What were the findings of Asch’s study?
- The naïve participant gave the wrong answer 36.8% of the time.
- 5% gave the wrong answer for all 12 trials.
What was the error rate of Asch’s control group?
0.04% , showing how obvious the correct answers were.
What did the post-experiment interviews find the three main reasons for conformity were?
- conforming publicly to avoid disapproval, but not changing privately.
- Participants believed their own perceptions were wrong.
- Doubts concerning own views so conformed.
What were Asch’s conclusions?
As most conformed publicly but not privately, it suggests they were motivated by normative social influence (conforming to avoid disapproval).
What is undermining evidence for Asch’s study?
Research took place during the period of McCarthyism, a strong anti-communist period where people were likely to conform. Perrin and Spencer (1980) repeated in the UK with science and engineering students and found that in only 1/396 trials did the majority unanimously give the wrong answer.
What is a weakness of Asch’s study to do with gender?

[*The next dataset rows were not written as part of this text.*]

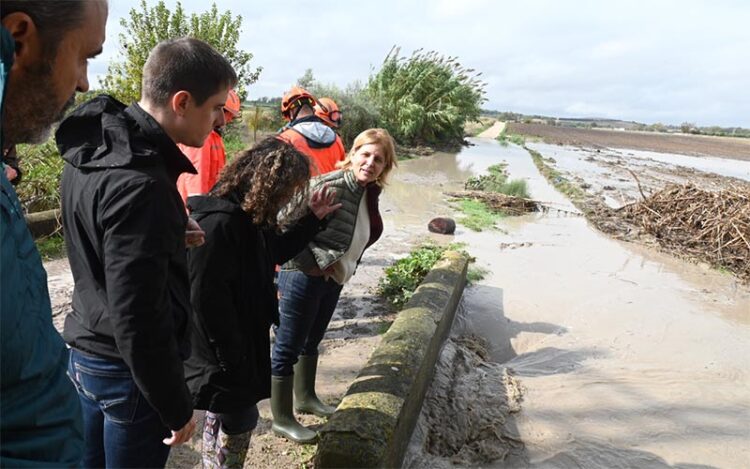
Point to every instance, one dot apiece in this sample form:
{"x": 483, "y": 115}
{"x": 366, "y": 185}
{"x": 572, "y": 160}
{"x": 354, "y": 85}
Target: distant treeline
{"x": 592, "y": 123}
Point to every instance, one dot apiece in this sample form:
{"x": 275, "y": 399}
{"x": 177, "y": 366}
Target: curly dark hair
{"x": 265, "y": 179}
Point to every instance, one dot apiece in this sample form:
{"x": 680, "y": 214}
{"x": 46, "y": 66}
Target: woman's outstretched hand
{"x": 321, "y": 202}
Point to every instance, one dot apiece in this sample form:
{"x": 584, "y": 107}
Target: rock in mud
{"x": 442, "y": 225}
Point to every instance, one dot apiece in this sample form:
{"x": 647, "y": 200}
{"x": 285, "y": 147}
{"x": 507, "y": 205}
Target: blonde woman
{"x": 310, "y": 284}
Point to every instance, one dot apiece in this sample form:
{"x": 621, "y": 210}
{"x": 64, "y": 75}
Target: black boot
{"x": 284, "y": 423}
{"x": 305, "y": 399}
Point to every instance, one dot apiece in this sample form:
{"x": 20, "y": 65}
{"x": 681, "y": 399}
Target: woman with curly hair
{"x": 232, "y": 292}
{"x": 311, "y": 283}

Asch only tested American males, and research has found that women may be more conformist.
What are the three variations of Asch’s study?
- Task difficulty
- Group Size
- Unanimity
What were the findings of Asch’s group size variation?
- Very little conformity with only one confederate.
- 31.8% conformity with three confederates.
- After that, increasing confederates led to little difference.
What were the findings of Asch’s task difficulty study?
With a negligible difference between the lines conformity increased due to informational social influence.
What were the findings of Asch’s Unanimity variation?
The presence of a dissenting confederate giving a different wrong answer increase conformity to 9%, and when they gave a different correct answer it was 5%.
What was Lucas Et Als. research?
- Found that when participants were given easy and hard maths problems, and found greater conformity to the other (fake) answers when the Q was hard. Participants with maths ability conformed less - suggesting issue is more complex.
What is the supporting evidence for the task difficulty variation?
Lucas et. al
What is a weakness of all of Asch’s variations?
They had to speak their answer aloud in a group of strangers, so would have wanted to impress leading to higher conformity, so findings lack external validity.
What is a weakness of all of Asch’s variations? (MR)
Unrealistic situation lacking mundane realism - trivial task, high disagreement, un-diverse group.
What is compliance?
We outwardly agree but privately disagree. Change only lasts as long as group monitors us.
What is identification?
Where we value the group, but don’t necessarily agree with everything they say. Agreement is public and sometimes private.
What is internalisation?
Where we agree privately and publicly because we accept the view as correct.
What is Normative social influence?
Where we agree in order to gain approval.
What is informational social influence?
Where we agree because we think the majority are correct and we want to be right.